Much has been said in the last few years about simplifying the federal tax code. While any effort to undertake such a task would no doubt be a hard-fought battle on the federal level, there is another aspect of this idea that is taking hold in the individual states. Many states have reduced and simplified their own tax code, or outright eliminated the income tax in their state. It has been a key factor in the economic growth some states are seeing. Oklahoma Governor Mary Fallin has introduced the Oklahoma Tax Reduction and Simplification Act to do that very thing. To that end, she wrote and op-ed for The Oklahoman that outlines her plan. (Because I am on her email list, I received a copy in my inbox.) As with any plan of this nature, it has its critics. Most of that criticism seems to be centered around the idea that the tax cuts will be funneled to the wealthy and to corporations, while eliminating tax breaks for the middle class. I’m not convinced that is the case, but the criticism doesn’t surprise me, given the fact that it is the liberals who are making those claims. At the very least, the plan deserves consideration and a closer look.
OP-ED by Oklahoma Governor Mary Fallin
Last week, I asked legislators to support me in implementing the most significant income tax reduction plan in state history: the Oklahoma Tax Reduction and Simplification Act.
Our plan is bold. It cuts income taxes by a significant amount for a majority of Oklahomans in every tax bracket and of every income level.
It is fast-acting. Our initial tax cuts would take place on Jan. 1, 2013.

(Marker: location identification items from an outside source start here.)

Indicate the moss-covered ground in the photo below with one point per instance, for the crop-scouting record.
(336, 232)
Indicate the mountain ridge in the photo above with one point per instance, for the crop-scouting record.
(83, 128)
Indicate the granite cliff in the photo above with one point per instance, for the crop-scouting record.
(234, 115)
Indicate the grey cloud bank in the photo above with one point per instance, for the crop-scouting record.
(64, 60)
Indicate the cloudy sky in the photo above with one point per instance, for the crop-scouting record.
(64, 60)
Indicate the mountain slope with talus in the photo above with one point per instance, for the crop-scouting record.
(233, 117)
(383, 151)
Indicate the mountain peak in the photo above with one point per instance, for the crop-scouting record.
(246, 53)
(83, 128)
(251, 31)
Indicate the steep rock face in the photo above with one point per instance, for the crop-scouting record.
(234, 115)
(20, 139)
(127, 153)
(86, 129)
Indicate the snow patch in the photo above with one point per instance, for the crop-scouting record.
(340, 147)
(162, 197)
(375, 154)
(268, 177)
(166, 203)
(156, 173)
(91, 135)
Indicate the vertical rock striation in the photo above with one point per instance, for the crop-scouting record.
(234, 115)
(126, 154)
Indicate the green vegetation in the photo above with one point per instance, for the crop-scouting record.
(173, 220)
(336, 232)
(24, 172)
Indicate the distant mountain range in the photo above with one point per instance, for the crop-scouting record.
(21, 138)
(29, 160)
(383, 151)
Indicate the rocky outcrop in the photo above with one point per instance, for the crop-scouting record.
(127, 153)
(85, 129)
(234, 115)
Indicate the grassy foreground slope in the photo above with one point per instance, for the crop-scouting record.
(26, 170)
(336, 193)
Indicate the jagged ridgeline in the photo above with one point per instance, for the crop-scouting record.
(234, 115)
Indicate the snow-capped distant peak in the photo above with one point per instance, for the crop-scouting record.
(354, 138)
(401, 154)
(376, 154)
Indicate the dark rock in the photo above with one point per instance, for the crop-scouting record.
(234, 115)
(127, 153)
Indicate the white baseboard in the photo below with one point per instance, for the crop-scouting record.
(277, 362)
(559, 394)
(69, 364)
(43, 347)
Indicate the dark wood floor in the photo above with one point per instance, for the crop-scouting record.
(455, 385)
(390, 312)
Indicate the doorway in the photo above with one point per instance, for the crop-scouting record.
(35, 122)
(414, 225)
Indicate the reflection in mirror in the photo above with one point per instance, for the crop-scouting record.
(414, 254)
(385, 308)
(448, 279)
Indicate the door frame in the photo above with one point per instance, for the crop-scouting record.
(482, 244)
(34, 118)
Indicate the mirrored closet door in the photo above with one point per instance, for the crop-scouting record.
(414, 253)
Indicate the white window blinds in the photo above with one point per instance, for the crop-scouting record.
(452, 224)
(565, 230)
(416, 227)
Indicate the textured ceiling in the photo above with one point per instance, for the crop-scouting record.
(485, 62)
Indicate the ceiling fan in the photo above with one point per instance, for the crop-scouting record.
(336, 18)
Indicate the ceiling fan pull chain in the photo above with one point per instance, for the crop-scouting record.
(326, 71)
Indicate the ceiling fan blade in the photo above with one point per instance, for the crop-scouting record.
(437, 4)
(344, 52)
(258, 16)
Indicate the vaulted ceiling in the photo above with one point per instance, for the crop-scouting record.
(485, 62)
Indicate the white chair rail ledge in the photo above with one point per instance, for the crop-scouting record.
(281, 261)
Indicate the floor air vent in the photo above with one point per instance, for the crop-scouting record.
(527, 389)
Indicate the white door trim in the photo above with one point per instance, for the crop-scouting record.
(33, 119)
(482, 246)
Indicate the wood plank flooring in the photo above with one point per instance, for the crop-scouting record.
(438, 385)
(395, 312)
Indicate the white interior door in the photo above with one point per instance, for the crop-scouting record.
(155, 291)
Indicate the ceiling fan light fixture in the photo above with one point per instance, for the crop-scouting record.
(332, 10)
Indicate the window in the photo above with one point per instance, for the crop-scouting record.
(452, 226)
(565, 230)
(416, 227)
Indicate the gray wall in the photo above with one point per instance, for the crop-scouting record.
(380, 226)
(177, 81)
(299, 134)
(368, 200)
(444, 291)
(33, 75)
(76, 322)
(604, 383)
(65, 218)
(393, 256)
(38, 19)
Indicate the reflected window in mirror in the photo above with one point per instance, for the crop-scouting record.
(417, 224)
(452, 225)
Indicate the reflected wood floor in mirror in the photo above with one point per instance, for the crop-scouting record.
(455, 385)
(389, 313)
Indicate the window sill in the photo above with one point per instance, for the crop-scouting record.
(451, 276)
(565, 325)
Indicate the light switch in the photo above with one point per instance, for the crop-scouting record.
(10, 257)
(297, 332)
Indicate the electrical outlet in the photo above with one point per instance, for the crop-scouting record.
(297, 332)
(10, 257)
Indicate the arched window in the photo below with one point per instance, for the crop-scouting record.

It makes sense. Our plan takes Oklahoma’s outdated, seven-tiered system — which taxes the first dollar that every Oklahoman makes — and replaces it with three common-sense brackets. Married couples filing jointly making less than $30,000 would pay no income taxes, or zero percent. A couple making between $30,000 and $70,000 would pay a 2.25 percent tax rate, a significant reduction. Finally, those making more than $70,000 would be taxed at a rate of 3.5 percent, down from 5.25 percent.
Our tax proposal is also responsible. The plan sets the stage for the complete elimination of the income tax by proposing a quarter-point reduction in taxes each year after the initial cuts. However, those cuts are tied to a revenue growth trigger of 5 percent, meaning that if the state experiences a shortfall or another recession, it won’t be stripped of the revenue it needs to fund core services. Furthermore, our proposal is largely paid for by eliminating government waste as well as dozens of tax loopholes and tax credits, creating a system that benefits everyone as opposed to narrow special interests. Future economic growth — spurred by lower tax rates — will also help offset costs.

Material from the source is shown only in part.